Regine, the sailmaker on Raiatea did an excellent job on our genoa, and after a couple of days of explorations on land, the climb of the highest peak on the NW part of the island being a highlight, we got a pretty good weather window for scooting westwards. Mainly thanks to our friends on ‘Parenth’ese’, who has been to Maupiti a couple times before we decided to go with the flow. Raiatea will still be there later on. So, right after breakfast we took off for Bora Bora, some 22 miles to the west. Nice downwind sailing in fine weather and we had the anchor dropped behind a motu just inside the only pass at lunchtime. The forecast predicted light winds and a diminishing swell – down to about a meter- tomorrow, but then the swell will quickly build to 2-3 mtrs, so no time to lose. We relaxed during the afternoon, taking a good look at Bora through the binoculars and then slept a few hours in the evening. Just before midnight we heaved anchor and took off for Maupiti, 28 miles further to the west.
Wind just aft of port beam, full moon on top of us, we enjoyed one of these magical tropical nights at sea. The idea was to arrive just before dawn, to enter between 6 and 7 AM at low slack tide, and before the wind might pick up again.
The only pass is open to south, narrow, and makes a dogleg between two motus before you’re inside the lagoon. There is always an outgoing current, but not too strong, so the only issue is the size of the swells. We circled just outside the pass for 20-30 minutes and it looked good, but it’s always harder to determine the state of the surf from behind, pitchpoling our dinghy on a beach landing in Mexico comes to mind…. Anyway Parenthese offered to go in first, a 50′ alu sloop with a lot more horsepower per ‘ ton of boat’ than Nanna has, so we saw them go in without problem and quickly followed. It was quite easy on the day, but it is a bit daunting with heavy surf both sides of the boat just a couple boat lengths away. We had already heard some horror stories, a few years ago a big catamaran ended up on the reef and even a ferry from Tahiti once. The key is to not negotiate the pass if the swells are over 1-1,5 mtr. Some folks we know arrived here in conditions where the entire pass is nothing but foam and surf, making it impossible. The options then are to chose another destination, or just wait at sea if the forecast suggests the swell might come down. Good visibility obviously helps, and even though it’s well marked and lit, entry at night are for daredevils or locals who do it on a daily basis. On a fast powerboat, it’s another story obviously, since you could ride a wave through the dangerous part of the pass.

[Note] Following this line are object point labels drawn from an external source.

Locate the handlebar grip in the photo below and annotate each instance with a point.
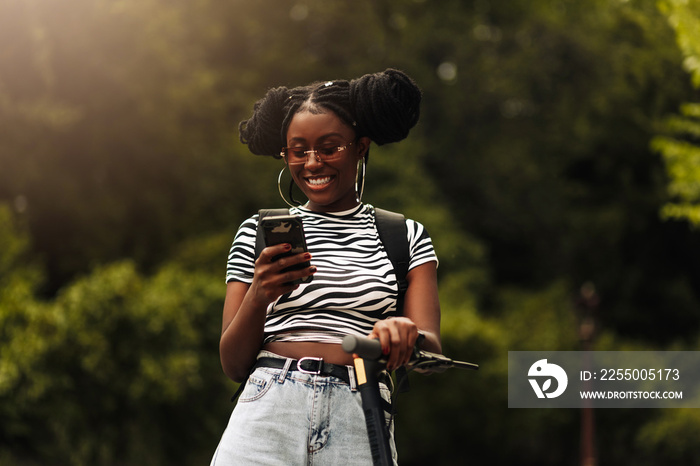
(366, 348)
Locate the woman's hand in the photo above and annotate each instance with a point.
(398, 337)
(271, 280)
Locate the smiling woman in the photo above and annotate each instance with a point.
(271, 328)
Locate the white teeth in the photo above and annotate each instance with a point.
(319, 181)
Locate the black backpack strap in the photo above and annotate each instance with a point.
(259, 240)
(394, 236)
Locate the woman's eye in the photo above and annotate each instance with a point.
(328, 151)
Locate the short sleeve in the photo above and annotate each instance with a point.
(420, 245)
(241, 258)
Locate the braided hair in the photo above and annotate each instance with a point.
(383, 106)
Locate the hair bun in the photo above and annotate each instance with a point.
(262, 131)
(386, 105)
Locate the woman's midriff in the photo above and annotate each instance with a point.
(331, 353)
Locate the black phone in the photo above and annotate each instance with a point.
(280, 229)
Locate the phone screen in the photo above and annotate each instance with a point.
(286, 229)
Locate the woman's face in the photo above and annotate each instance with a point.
(329, 185)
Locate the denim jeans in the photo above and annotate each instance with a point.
(292, 418)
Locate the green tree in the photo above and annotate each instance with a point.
(679, 145)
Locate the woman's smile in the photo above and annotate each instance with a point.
(328, 182)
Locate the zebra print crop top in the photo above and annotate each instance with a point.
(354, 286)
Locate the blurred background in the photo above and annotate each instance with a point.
(555, 166)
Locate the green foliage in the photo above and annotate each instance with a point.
(679, 142)
(117, 369)
(531, 169)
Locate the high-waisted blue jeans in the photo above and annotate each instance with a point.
(295, 418)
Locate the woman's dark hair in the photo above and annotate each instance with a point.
(382, 106)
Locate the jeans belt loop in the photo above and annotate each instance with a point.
(353, 380)
(283, 375)
(304, 371)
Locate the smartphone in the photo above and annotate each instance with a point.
(286, 229)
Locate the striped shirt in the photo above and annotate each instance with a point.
(354, 286)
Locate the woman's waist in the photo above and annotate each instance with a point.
(331, 353)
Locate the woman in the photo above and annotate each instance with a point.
(285, 414)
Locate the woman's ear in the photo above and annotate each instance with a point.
(363, 146)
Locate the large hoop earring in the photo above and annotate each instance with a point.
(294, 202)
(360, 179)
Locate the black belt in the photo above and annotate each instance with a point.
(314, 366)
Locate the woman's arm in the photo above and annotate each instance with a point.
(421, 313)
(246, 305)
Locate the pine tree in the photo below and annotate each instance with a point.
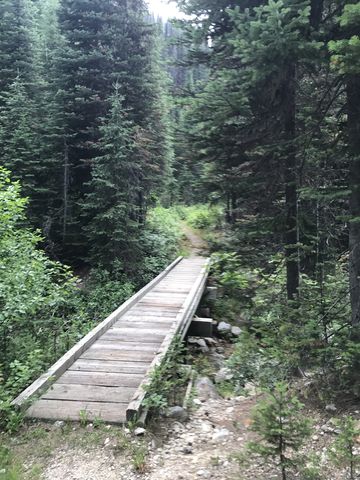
(116, 183)
(15, 43)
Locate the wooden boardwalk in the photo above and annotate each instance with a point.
(104, 375)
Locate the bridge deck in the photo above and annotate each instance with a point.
(103, 376)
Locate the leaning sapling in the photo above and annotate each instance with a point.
(344, 452)
(281, 426)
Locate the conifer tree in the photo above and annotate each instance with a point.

Writing this, we’ve been here for almost two weeks, enjoying this gem of a tropical island. Geologically the oldest of the Societies, just a few mtrs over 400 m for the highest peak, 1100 inhabitants, a shallow coral studded lagoon surrounded by loong motus it is very close to the ideal Paradise tropical island.
We’ve climbed the mountains here again, a 7 hour trip, that took us down along a ridge on the opposite side, making it a complete tour of the island. Spectacular view from the top, it took some ropes to ascend the steepest parts, and a good machete to clear an old, rarely used path downhill.
Apart from that we’ve watched yet some more of dancing, singing, and all of those Polynesian sports. The wind has been from due south for a few days, and it’s significantly colder than for many years in this -supposedly strong El Niño year- several of the locals say it’s exceptionally cold. They, and we too, had to dig out long pants and sweaters or jackets for the evening shows.
Tomorrow the swell is to be over 3 mtrs, so we’ll enjoy being ‘trapped in Paradise’ for a while longer before it’s time to start going back westwards. The transient boats are mostly gone now, we still here some on the VHF, at Bora Bora, and the rest of us, who’ll spend hurricane season in either Marquesas or the Gambiers, will have to backtrack for a few weeks to come. Not too bad, plenty of nice spots to revisit on the way, to make passages during the most favorable conditions.